Cytosine is one of five nitrogenous bases that are attached to a five-carbon sugar, pentose, and a phosphate group to produce nucleotides. Nucleotides are the units that join together to form DNA and RNA molecules. The other bases, in addition to cytosine, that make up a DNA molecule are adenine, guanine and thymine. In one RNA molecule, uracil replaces thymine.

The bases are divided into two different groups. Adenine and guanine are purine bases and cytosine, thymine and uracil are pyrimidine bases. The two groups differ in their basic structure. Purine bases consist of two rings of atoms, while pyrimidine bases consist of only one ring. The bases are called nitrogenous bases as the rings contain nitrogen and carbon atoms.

Bases always mate with only one other base. Purine bases bind only to pyrimidine bases. Purine bases never bind with other purine bases and pyrimidine bases never bind with other pyrimidine bases. In particular, cytosine always pairs with guanine and adenine always pairs with thymine or uracil, depending on whether it is a DNA or RNA molecule. This mate is referred to as a specific base mate.

Specific base pairing keeps the molecule much more uniform and stable. By having purine bases bonded only to pyrimidine bases, the distance between the two strands of a DNA molecule will be uniform, a double loop and a single loop. If a purine base were to bond with another purine base, there would be a double ring bonded to a double ring. If a pyrimidine base were to bond with another pyrimidine base, a single ring would be bonded to a single ring. If that were the case, the structure of the DNA molecule would not be uniform, it would bend in and out depending on the paired bases.

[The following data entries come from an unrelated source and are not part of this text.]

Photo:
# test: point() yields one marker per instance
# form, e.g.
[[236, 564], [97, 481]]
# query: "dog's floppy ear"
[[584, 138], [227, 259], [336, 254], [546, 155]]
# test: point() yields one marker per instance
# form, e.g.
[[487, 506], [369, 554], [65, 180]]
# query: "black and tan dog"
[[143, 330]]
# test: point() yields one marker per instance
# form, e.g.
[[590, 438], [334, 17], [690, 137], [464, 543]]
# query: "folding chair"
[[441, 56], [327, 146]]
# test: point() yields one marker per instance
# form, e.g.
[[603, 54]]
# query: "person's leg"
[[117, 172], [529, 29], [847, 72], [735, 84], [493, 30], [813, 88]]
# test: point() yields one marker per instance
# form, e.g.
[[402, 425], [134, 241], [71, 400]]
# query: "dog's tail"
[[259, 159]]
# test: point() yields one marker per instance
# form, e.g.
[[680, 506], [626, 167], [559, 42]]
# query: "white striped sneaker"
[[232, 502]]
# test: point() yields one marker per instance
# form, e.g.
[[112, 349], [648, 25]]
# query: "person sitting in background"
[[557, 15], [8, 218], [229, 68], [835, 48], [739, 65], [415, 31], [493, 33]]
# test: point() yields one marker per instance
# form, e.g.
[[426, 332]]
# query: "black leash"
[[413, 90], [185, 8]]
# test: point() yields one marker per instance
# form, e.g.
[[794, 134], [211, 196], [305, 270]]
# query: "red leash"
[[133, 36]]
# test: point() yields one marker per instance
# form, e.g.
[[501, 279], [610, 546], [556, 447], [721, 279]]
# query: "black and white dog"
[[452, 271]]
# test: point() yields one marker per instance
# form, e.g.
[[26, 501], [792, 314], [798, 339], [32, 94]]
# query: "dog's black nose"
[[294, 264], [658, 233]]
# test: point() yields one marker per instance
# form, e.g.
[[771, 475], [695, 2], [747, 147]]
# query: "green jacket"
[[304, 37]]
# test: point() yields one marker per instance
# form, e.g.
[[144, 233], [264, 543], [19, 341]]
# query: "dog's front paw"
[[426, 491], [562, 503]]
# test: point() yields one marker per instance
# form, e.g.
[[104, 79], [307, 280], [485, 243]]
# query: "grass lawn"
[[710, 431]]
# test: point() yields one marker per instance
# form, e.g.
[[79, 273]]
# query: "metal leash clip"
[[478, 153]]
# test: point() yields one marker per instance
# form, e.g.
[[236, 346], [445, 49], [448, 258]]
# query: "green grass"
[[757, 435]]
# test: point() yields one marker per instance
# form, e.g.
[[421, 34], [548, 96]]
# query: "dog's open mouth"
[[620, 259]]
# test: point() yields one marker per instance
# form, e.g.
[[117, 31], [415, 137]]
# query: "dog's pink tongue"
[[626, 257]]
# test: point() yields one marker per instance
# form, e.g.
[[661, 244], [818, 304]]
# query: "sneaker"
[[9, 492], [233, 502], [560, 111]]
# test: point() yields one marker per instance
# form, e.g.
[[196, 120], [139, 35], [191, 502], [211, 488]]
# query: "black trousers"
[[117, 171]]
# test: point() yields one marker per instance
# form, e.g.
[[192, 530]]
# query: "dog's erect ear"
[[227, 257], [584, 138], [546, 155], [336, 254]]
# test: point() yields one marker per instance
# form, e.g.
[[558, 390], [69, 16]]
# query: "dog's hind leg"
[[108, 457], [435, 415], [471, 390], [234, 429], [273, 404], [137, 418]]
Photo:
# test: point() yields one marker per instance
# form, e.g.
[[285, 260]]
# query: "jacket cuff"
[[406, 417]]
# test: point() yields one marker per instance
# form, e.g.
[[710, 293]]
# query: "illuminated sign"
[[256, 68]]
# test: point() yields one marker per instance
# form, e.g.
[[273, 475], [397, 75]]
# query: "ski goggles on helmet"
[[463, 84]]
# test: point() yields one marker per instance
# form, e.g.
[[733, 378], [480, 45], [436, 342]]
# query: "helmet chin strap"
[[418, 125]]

Finally, the specific pairing is determined by the structure of each base. Structure affects how bases bond together and how many hydrogen bonds are formed. When cytosine binds to guanine, three hydrogen bonds are formed between the two bases. When adenine bonds with thymine or uracil, only two hydrogen bonds are formed. Only these base pairs are capable of forming the necessary hydrogen bonds in a DNA molecule.

The sequence of bases along a DNA molecule forms the code to instruct a cell to make particular proteins or genes. Base triplets code for specific amino acids, the building blocks of proteins. The sequence determines which amino acids should be joined and in what order. The proteins in a cell determine the structure and function of a cell, so the nitrogenous bases carry the genetic code for a cell.